My essential point is that water, making up such a large portion of the substance of that wonderful drink called “tea,” should not be overlooked as an important element. I am aware of the differences in taste between teas brewed with tap water and teas brewed with spring water, and I can’t find any good reason to settle for the former. At 8 pounds per gallon, transported water is a bit of a hassle, but I am more than willing to carry water jugs down the 78 stairs to my house to ensure that my tea tastes better.

For more reading about tea and water, there is an excellent article on Choosing Water for Tea: A Simple Guide on Stéphane Erler’s Teamaster blog. He also has a great article on his experiments with different kettles and their effect on heating water for tea and one on Chinese water for Chinese teas.

Possibly Related Posts:


6 Comments

  1. Enjoyed your article, but your comments about tapwater and fishkeeping in the Pacific NW are inaccurate. In most areas, the chlorine levels that come out of your tap are enough to bother only the most sensitive fish.

    Most water around here is chlorinated at a very low level because other water treatment levels reduce the need for chlorination. Thus the chlorine that is added has largely evaporated by the time it reaches its destination, the tap. One of the problems can occur when water still has slight chlorination and is introduced to a dirty fish tank. The remaining chlorine can react with ammonia and create a much more stable compound called chloramine. Chloramine also accelerates water deterioration in the tank.

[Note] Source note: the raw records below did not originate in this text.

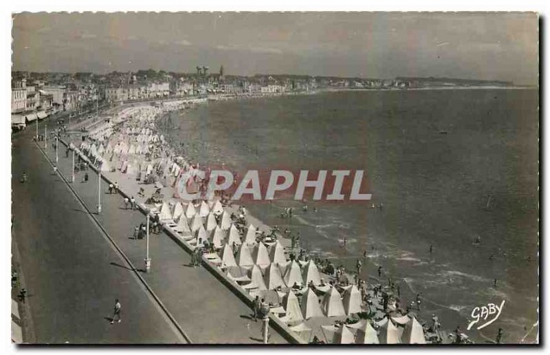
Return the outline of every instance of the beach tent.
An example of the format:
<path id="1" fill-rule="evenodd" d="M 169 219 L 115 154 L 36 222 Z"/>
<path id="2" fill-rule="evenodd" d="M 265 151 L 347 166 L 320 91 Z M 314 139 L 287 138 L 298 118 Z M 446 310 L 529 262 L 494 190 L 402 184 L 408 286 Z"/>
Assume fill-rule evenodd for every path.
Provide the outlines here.
<path id="1" fill-rule="evenodd" d="M 174 213 L 172 213 L 172 219 L 175 221 L 177 221 L 179 216 L 184 214 L 185 210 L 184 210 L 184 205 L 182 204 L 182 202 L 178 202 L 175 206 L 174 206 Z"/>
<path id="2" fill-rule="evenodd" d="M 208 240 L 208 233 L 206 233 L 206 230 L 204 229 L 204 227 L 201 226 L 201 228 L 197 231 L 197 238 L 195 241 L 197 241 L 197 245 L 199 246 L 199 244 L 204 244 L 206 241 Z"/>
<path id="3" fill-rule="evenodd" d="M 307 291 L 302 295 L 302 315 L 305 319 L 323 316 L 319 299 L 315 292 L 309 288 L 307 288 Z"/>
<path id="4" fill-rule="evenodd" d="M 229 228 L 229 239 L 228 239 L 228 243 L 230 244 L 236 244 L 240 246 L 242 244 L 242 241 L 241 241 L 241 235 L 239 234 L 239 230 L 237 230 L 236 227 L 234 224 L 231 224 L 231 228 Z"/>
<path id="5" fill-rule="evenodd" d="M 378 324 L 380 327 L 378 334 L 380 344 L 401 344 L 399 330 L 394 325 L 391 321 L 386 317 Z"/>
<path id="6" fill-rule="evenodd" d="M 286 316 L 289 321 L 303 321 L 304 317 L 302 316 L 302 310 L 300 309 L 300 303 L 292 288 L 288 289 L 287 294 L 283 299 L 283 308 L 285 308 Z"/>
<path id="7" fill-rule="evenodd" d="M 166 202 L 162 202 L 162 207 L 160 208 L 160 213 L 159 213 L 159 219 L 161 221 L 172 219 L 172 213 L 170 212 L 170 206 Z"/>
<path id="8" fill-rule="evenodd" d="M 274 263 L 270 264 L 265 270 L 265 286 L 268 290 L 274 290 L 279 286 L 282 288 L 285 286 L 285 281 L 283 281 L 283 275 L 280 275 L 280 270 Z"/>
<path id="9" fill-rule="evenodd" d="M 220 230 L 221 229 L 220 228 Z M 236 255 L 236 262 L 239 266 L 248 268 L 254 265 L 254 259 L 250 249 L 245 244 L 241 244 Z"/>
<path id="10" fill-rule="evenodd" d="M 353 333 L 343 324 L 340 327 L 321 325 L 321 331 L 331 344 L 353 344 L 355 340 Z"/>
<path id="11" fill-rule="evenodd" d="M 285 283 L 288 287 L 292 287 L 294 283 L 301 286 L 304 282 L 302 280 L 302 272 L 300 270 L 300 264 L 296 260 L 292 260 L 290 264 L 287 266 L 285 272 Z"/>
<path id="12" fill-rule="evenodd" d="M 220 226 L 223 230 L 227 230 L 231 227 L 231 217 L 230 217 L 229 212 L 227 211 L 223 211 L 223 214 L 221 215 L 221 223 Z"/>
<path id="13" fill-rule="evenodd" d="M 373 327 L 369 321 L 358 322 L 347 325 L 357 330 L 355 344 L 379 344 L 378 333 Z"/>
<path id="14" fill-rule="evenodd" d="M 214 244 L 214 247 L 216 248 L 221 248 L 223 239 L 225 239 L 226 232 L 217 226 L 214 230 L 214 237 L 212 238 L 212 243 Z"/>
<path id="15" fill-rule="evenodd" d="M 309 285 L 309 281 L 311 281 L 316 286 L 321 284 L 321 276 L 319 274 L 319 270 L 311 259 L 302 267 L 302 276 L 306 285 Z"/>
<path id="16" fill-rule="evenodd" d="M 393 322 L 393 324 L 404 326 L 410 321 L 410 318 L 409 318 L 407 315 L 402 316 L 393 316 L 391 317 L 391 321 Z"/>
<path id="17" fill-rule="evenodd" d="M 111 165 L 109 162 L 102 160 L 101 161 L 101 171 L 111 171 Z"/>
<path id="18" fill-rule="evenodd" d="M 344 304 L 342 303 L 342 297 L 334 287 L 331 287 L 330 290 L 324 294 L 321 307 L 327 316 L 346 315 Z"/>
<path id="19" fill-rule="evenodd" d="M 285 248 L 279 241 L 276 241 L 270 247 L 270 259 L 272 263 L 276 265 L 287 263 L 287 258 L 285 257 Z"/>
<path id="20" fill-rule="evenodd" d="M 254 261 L 256 265 L 265 268 L 270 265 L 270 255 L 265 244 L 258 243 L 254 249 Z"/>
<path id="21" fill-rule="evenodd" d="M 204 221 L 202 220 L 202 217 L 199 215 L 195 215 L 192 219 L 191 219 L 191 225 L 190 228 L 192 232 L 196 232 L 199 230 L 200 228 L 204 228 Z"/>
<path id="22" fill-rule="evenodd" d="M 236 266 L 235 257 L 233 255 L 233 248 L 229 244 L 226 244 L 221 253 L 221 266 Z"/>
<path id="23" fill-rule="evenodd" d="M 177 225 L 175 227 L 175 230 L 182 234 L 190 234 L 191 230 L 189 229 L 189 222 L 187 221 L 185 215 L 182 214 L 179 216 L 177 220 Z"/>
<path id="24" fill-rule="evenodd" d="M 257 265 L 252 266 L 250 270 L 250 280 L 252 283 L 258 287 L 258 289 L 262 291 L 267 290 L 265 286 L 265 283 L 263 281 L 263 276 L 262 275 L 262 270 Z"/>
<path id="25" fill-rule="evenodd" d="M 294 332 L 298 334 L 298 336 L 301 338 L 301 339 L 306 343 L 309 342 L 309 339 L 311 338 L 311 333 L 313 330 L 311 328 L 309 327 L 307 325 L 305 325 L 305 323 L 300 323 L 296 325 L 292 325 L 288 327 L 292 332 Z"/>
<path id="26" fill-rule="evenodd" d="M 415 316 L 405 325 L 402 340 L 405 344 L 426 344 L 424 330 Z"/>
<path id="27" fill-rule="evenodd" d="M 210 213 L 208 215 L 208 218 L 206 219 L 206 230 L 213 230 L 217 226 L 218 224 L 216 222 L 216 216 L 214 215 L 214 213 Z"/>
<path id="28" fill-rule="evenodd" d="M 256 227 L 253 224 L 248 226 L 248 230 L 246 231 L 246 237 L 245 237 L 245 244 L 254 245 L 256 244 Z"/>
<path id="29" fill-rule="evenodd" d="M 357 286 L 352 285 L 344 291 L 344 309 L 346 314 L 349 315 L 362 312 L 361 310 L 361 292 Z"/>
<path id="30" fill-rule="evenodd" d="M 212 207 L 212 212 L 216 214 L 223 213 L 223 207 L 221 206 L 221 203 L 219 200 L 216 200 L 216 202 L 214 203 L 214 206 Z"/>
<path id="31" fill-rule="evenodd" d="M 187 204 L 187 208 L 185 210 L 185 217 L 188 219 L 190 219 L 195 215 L 197 214 L 197 210 L 195 209 L 195 206 L 191 202 Z"/>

    Still, it is unlikely to kill any but very delicate fish. I’ve tried this in my own tanks, with many different types of fish, and I rarely treat my water any longer, simply test the parameters of the tap water and give it the “sniff” test.

    So while tap (in PNW) may not be ideal for your tea, it is a myth that chlorine and additive levels are significantly toxic.

  2. That is really interesting and good to know. The water here doesn’t have that harsher chlorine smell that is more evident in other parts of the country, so I shouldn’t be surprised, but it’s hard to let go of such a long-held belief in the absolute necessity of de-chlorinating solutions for aquariums! It would sure be a lot less of a hassle to do water changes in my fish tanks if I didn’t have to be quite so careful about treating every ounce of water before it goes in. (My tea is considerably more delicate than my fish are.)

    Thank you for setting me straight on this.

  3. YW, :). For the record, most times when I do a water change, I’ll let the tap run right into the tank (I use a Python), and hit it with a little bit of dechlorinator while the water is running. Never lost a fish to a water change yet, except for the time when one of them jumped out of the tank.

    For tea, the boiling process should get rid of all the chlorine. The real problem is all the other dissolved substances in water that can really ruin your tea. Iron from the pipes, water quality in general. pH can vary widely in this area depending upon how long it has been since a rain.

    Good article, I love your blog. I wish you guys would quit referencing that article about the silver kettle. 😉 It makes me want one tooooo much. I’ve spent way too much money lately on tea stuff and can’t afford a real silver kettle anyways. Ha!

  4. I’ve had to resist looking around for a similar silver teapot like that one myself! Thank you for reading.

  5. Hi Gong Fu Girl,

    The H2O issue has been on my mind too lately. My wife and I use filtered tap water for our tea but have recently begun experimenting with different spring waters to very good results. I guess its a cost and availability issue for us city kids.

    Cheers,
    Brett (yep I still follow your blog after all these years!)

  6. I have found it very hard to use anything other than spring water now that I have determined how much better it is.

    Thank you for your loyal readership!